Megastructuren als de wolkenkrabber worden door de technologische ontwikkeling steeds hoger. Het levert een wedloop van naties en steden ter wereld op, met als doel het grootste, hoogste en duurste bouwwerk te realiseren. Deze prestigedrang gaat gepaard met het verlangen om de zwaartekracht te trotseren. Naast deze psychologische insteek rondom de “wolkenkrabber” is er natuurlijk ook de praktische kant van het verhaal; het is een uitkomst voor de verdichting en intensivering van de stad. Het is dan ook een logisch gevolg dat wolkenkrabbers steeds meer op verticale dorpen gaan lijken door hun mix en clustering van functies. Het contact met het maaiveld zal bij nog verdere intensiveringen en verdichtingen verder verminderen.
Bovenstaand als uitgangspunt genomen komen we tot een ontwerp dat zich als een buitenaards ruimteschip presenteert op deze aarde. Het archetype "raket" is uitgangspunt geweest voor de uitwerking van een “verplaatsbaar” en zwaartekracht trotserend bouwwerk. Qua schaal is bewust niet ingegaan op de huidige wedloop, maar met "de voeten op de grond" tot een schaal beperkt die een functionele diameter (50m) van het gevaarte oplevert; de hoogte is daarmee slechts 323 meter; even hoog als het drielandenpunt van Nederland en de Eifeltoren in Parijs.
Het conceptueel rondreizend gebouw heeft als voordeel een mogelijke interactie tussen verschillende culturen. Het interieur van het gebouw is dus afhankelijk van zijn omgeving, tevens wordt het interieur gevormd door de geschiedenis van bezochte locaties. De voor hoogbouw gebruikelijk loskoppeling tussen exterieur en interieur is dus ook hier van toepassing. Het levert inwendig een divers gebouw op dat zich met zijn uniforme gevel schaart in zijn omgeving maar qua vorm typerend genoeg is om ook als autonoom object te fungeren.
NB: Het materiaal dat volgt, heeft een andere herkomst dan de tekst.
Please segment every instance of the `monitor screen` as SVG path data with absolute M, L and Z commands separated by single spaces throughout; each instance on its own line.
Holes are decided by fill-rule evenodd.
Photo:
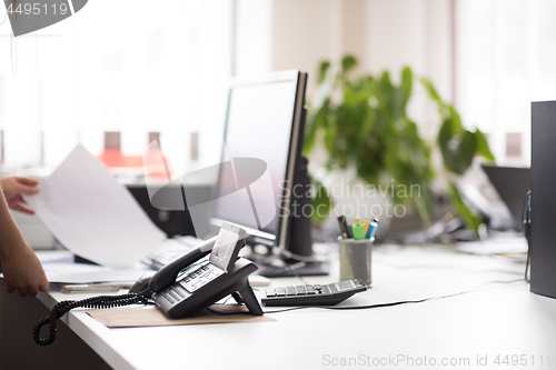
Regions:
M 212 223 L 285 246 L 305 84 L 305 73 L 287 71 L 231 86 L 215 198 L 229 197 L 216 202 Z

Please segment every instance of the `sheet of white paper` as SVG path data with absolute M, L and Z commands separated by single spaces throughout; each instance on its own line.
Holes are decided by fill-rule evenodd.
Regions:
M 71 252 L 109 267 L 133 267 L 166 239 L 106 167 L 82 146 L 26 197 Z
M 49 282 L 63 283 L 136 281 L 147 273 L 146 270 L 112 270 L 82 263 L 46 263 L 43 268 Z

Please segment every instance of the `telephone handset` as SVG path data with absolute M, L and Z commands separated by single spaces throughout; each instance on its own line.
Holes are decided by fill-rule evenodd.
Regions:
M 171 318 L 181 318 L 231 294 L 238 303 L 245 303 L 252 314 L 261 316 L 262 309 L 247 279 L 258 268 L 251 261 L 238 258 L 245 238 L 245 230 L 225 222 L 218 236 L 152 276 L 149 290 L 155 302 Z M 210 258 L 206 259 L 209 253 Z M 56 339 L 56 321 L 73 308 L 111 308 L 135 303 L 147 304 L 148 299 L 141 293 L 128 293 L 59 302 L 50 316 L 34 326 L 33 339 L 40 346 L 52 343 Z M 50 334 L 42 339 L 39 332 L 46 324 L 49 324 Z
M 252 314 L 262 314 L 247 279 L 257 266 L 238 259 L 245 238 L 241 228 L 225 222 L 217 237 L 168 263 L 151 278 L 149 289 L 155 302 L 171 318 L 180 318 L 231 294 Z M 210 258 L 203 259 L 209 253 Z

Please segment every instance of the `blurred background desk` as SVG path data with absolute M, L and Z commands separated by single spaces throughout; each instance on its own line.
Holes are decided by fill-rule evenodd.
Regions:
M 518 280 L 524 272 L 523 263 L 440 247 L 385 246 L 373 258 L 373 288 L 341 306 L 449 296 Z M 337 279 L 334 264 L 329 277 L 305 278 L 309 283 Z M 297 278 L 272 280 L 276 287 L 299 283 Z M 490 283 L 465 294 L 397 307 L 268 313 L 276 322 L 108 329 L 73 310 L 59 322 L 58 338 L 47 348 L 32 341 L 33 324 L 57 301 L 86 296 L 49 292 L 21 299 L 0 291 L 0 351 L 2 366 L 10 369 L 41 363 L 59 369 L 319 369 L 360 356 L 426 357 L 437 363 L 468 359 L 469 366 L 449 368 L 484 369 L 477 357 L 487 356 L 488 367 L 494 367 L 496 356 L 502 360 L 506 354 L 526 356 L 527 366 L 514 369 L 548 369 L 549 356 L 553 361 L 556 356 L 556 300 L 530 293 L 525 281 Z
Het voordeel van de gebruikte typologie is de gespleten voet. Daarmee kan het gebouw het waarmaken om op plaatsen te infiltreren die als niet bebouwbare ruimte in steden zijn bestempeld; te denken aan verkeersknooppunten of over pleinen en parken heen. Het minimale oppervlak van de poten wordt op niveau samengebald tot het hoofdlichaam van het gebouw. Waar de poten het lichaam ondersteunen wordt een nieuw stedelijk plein op hoogte geïntroduceerd.